7
「なあ、ルオ」
エルネストがふいにそう声をかけたのは、穏やかでなんでもない昼下がりだった。
焚き火の周りに花びらが落ちていた。
森の奥にも、ようやく春の気配がきはじめた頃。
ルオは、そのときもいつものように地面に伏せ、日なたに身体を委ねていた。
(……うん?)
耳だけを動かして、エルネストの言葉を待つ。
「来週、村に一度、戻ろうと思ってる」
その声に、ルオの身体がぴたりと止まった。
「長くて三日くらい。知り合いから頼まれてる薬草の束を渡して、ついでに今後のための薪やら道具やら……まあ、いろいろある」
(……村に……?)
聞こえた言葉の意味を、ルオはしっかりと理解していた。
“戻る”というのは、ここを離れるということ。
そしてその間、エルネストは――ここに、いない。
それは、頭ではわかっていても、心の奥では拒絶していた感覚だった。
(……戻ってくるって、言った。でも……)
ほんの少し前まで、ひとりでいることが怖いなんて思わなかった。
誰にも近づかず、期待もせず、信じもしない。
そうしていれば、傷つくこともないと、そう思っていたのに。
ルオは思わず顔を伏せ、尻尾を身体に巻きつけた。
動揺を見せたくなかった。
けれど、もう心は隠せなかった。
エルネストは、そんなルオの様子にしばらく目をやったあと、ふっと笑った。
「……もしかして、さびしいのか?」
ルオは動かない。
でも、心の中で、否定も肯定もできなかった。
「……そうかもな。

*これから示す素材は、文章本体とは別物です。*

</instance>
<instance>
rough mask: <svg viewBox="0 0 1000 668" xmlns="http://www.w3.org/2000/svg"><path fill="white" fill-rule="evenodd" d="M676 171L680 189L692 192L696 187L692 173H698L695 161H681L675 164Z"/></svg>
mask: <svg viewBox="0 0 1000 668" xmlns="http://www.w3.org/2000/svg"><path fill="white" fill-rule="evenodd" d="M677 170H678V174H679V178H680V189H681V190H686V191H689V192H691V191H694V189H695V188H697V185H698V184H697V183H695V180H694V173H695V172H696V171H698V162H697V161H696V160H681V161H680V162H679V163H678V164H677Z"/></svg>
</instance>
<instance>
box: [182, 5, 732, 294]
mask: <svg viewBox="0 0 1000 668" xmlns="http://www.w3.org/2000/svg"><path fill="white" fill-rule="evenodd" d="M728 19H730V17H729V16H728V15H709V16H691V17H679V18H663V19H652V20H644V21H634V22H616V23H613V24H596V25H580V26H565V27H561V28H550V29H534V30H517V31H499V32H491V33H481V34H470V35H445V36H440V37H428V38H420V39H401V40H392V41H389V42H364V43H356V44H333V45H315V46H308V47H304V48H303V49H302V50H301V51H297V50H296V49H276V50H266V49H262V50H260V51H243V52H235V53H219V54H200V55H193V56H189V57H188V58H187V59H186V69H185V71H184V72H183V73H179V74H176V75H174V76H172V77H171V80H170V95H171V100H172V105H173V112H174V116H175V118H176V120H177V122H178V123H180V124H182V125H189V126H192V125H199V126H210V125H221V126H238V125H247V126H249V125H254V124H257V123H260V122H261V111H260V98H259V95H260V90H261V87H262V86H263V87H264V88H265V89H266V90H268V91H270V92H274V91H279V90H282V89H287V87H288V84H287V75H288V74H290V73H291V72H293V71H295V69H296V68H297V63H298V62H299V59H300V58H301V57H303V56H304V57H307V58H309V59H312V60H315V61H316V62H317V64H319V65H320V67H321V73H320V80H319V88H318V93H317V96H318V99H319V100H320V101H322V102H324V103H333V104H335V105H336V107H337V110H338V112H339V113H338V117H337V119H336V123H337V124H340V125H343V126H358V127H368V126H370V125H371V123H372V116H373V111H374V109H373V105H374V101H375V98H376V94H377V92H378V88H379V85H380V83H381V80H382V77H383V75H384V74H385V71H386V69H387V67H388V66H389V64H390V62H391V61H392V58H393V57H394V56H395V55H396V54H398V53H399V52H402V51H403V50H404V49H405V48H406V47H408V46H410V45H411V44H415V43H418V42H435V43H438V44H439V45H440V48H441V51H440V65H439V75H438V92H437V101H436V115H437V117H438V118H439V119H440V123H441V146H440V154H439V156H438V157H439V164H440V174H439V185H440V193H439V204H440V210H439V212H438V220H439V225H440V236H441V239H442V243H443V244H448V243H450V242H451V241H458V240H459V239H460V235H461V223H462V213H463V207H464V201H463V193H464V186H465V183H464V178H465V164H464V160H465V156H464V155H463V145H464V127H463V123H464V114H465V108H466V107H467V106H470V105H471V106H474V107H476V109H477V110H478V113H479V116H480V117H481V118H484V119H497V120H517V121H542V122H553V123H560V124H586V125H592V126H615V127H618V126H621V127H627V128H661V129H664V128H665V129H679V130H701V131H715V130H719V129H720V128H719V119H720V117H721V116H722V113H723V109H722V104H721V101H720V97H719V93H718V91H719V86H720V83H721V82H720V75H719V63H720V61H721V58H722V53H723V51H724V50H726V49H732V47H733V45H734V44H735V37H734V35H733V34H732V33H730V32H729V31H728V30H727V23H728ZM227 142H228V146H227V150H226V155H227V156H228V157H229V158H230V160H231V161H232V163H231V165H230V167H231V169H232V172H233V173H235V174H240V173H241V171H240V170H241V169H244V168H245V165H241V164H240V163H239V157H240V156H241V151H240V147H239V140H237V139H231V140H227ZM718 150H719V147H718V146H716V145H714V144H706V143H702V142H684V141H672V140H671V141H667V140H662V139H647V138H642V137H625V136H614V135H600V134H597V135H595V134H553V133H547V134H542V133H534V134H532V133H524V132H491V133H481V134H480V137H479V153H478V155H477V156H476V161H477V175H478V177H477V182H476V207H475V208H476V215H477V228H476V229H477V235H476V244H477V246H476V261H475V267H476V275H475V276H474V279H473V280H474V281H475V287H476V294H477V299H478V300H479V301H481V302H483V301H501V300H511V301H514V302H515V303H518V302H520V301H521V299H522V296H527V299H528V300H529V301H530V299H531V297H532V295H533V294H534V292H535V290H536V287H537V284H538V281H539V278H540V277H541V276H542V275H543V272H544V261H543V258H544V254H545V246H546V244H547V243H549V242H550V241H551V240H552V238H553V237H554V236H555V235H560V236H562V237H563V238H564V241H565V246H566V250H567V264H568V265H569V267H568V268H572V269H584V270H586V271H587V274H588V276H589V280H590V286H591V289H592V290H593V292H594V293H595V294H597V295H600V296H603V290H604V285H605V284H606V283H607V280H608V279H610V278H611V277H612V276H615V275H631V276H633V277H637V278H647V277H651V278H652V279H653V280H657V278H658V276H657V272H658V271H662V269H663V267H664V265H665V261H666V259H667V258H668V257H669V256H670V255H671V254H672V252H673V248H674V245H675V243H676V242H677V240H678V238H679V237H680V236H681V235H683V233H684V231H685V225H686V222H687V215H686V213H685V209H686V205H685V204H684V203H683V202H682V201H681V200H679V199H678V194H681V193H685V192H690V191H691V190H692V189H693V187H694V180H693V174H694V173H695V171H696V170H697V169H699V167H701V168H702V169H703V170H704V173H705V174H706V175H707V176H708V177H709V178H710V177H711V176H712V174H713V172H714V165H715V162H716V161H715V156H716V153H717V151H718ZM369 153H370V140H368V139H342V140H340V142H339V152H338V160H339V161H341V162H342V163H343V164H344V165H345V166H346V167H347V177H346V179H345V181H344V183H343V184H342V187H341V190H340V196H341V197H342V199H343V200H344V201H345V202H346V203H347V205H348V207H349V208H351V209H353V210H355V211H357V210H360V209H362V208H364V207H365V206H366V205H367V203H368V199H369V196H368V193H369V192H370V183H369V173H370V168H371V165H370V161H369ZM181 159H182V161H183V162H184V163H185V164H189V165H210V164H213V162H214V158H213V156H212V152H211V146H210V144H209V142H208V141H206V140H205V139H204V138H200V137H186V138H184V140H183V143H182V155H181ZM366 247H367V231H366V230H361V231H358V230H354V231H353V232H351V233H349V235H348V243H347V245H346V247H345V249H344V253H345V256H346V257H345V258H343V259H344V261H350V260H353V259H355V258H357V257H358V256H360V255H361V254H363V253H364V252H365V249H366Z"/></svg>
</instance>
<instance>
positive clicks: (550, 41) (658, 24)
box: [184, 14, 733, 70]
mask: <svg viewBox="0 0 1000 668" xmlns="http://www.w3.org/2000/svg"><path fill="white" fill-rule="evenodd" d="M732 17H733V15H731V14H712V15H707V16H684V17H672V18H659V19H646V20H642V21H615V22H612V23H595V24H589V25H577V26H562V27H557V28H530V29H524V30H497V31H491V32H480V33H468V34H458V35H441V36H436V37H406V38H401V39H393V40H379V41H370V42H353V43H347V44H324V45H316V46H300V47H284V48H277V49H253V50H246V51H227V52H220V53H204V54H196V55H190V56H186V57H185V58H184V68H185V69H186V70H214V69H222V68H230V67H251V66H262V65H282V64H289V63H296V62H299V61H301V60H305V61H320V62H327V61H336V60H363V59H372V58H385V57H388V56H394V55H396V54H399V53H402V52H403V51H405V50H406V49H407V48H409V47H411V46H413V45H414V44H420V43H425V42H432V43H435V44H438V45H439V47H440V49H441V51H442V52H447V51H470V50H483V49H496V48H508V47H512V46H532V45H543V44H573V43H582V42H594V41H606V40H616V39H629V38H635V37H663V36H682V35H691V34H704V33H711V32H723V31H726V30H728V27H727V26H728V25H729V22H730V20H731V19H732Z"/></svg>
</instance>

俺も同じだ」
そう言ったエルネストの声は、どこか遠くを見つめていた。
「誰かに『行かないで』って思ってもらえるなんて、思ってなかったからな」
ルオの胸が、きゅうっと締めつけられる。
エルネストもまた、自分と同じように――誰かに求められることを、ずっと恐れていたのかもしれない。
(それでも……言いたい。行ってほしくないって)
でも言えない。
喉は声を持たない。前脚はもう片方しかない。人のような表情もない。
だからルオは、自分にできる唯一の方法で、気持ちを伝えようとした。
三本の脚で立ち上がると、ぐらつきながらもエルネストのそばへ歩み寄り、
ゆっくりと――彼の膝に、頭をそっと押し当てた。
それは、獣としての最大の信頼のしるしだった。
エルネストはしばらく、何も言わなかった。
ただその頭を、そっと、迷うように撫でてくれた。
「……ちゃんと、戻るよ。約束する。おまえを、ここに置き去りにはしない」
その声が、胸に深く染みた。
ルオは目を閉じた。
それがどれほど重い約束か、わかっている。
だからこそ、信じるには、勇気がいる。
でも今だけは――信じたいと思った。
その夜、焚き火が弱まったあと。
ルオは、寝る場所をいつもより少しだけ近くに移した。
エルネストが眠る布の端に、前脚をそっと重ねるようにして、身体を横たえる。
ぬくもりを分け合うわけでもなく、ただ、「ここにいる」と伝えるためだけの距離。
静かに夜が更けていく。
いつもと変わらない森の夜に、
ルオの胸だけが、少しだけざわめいていた。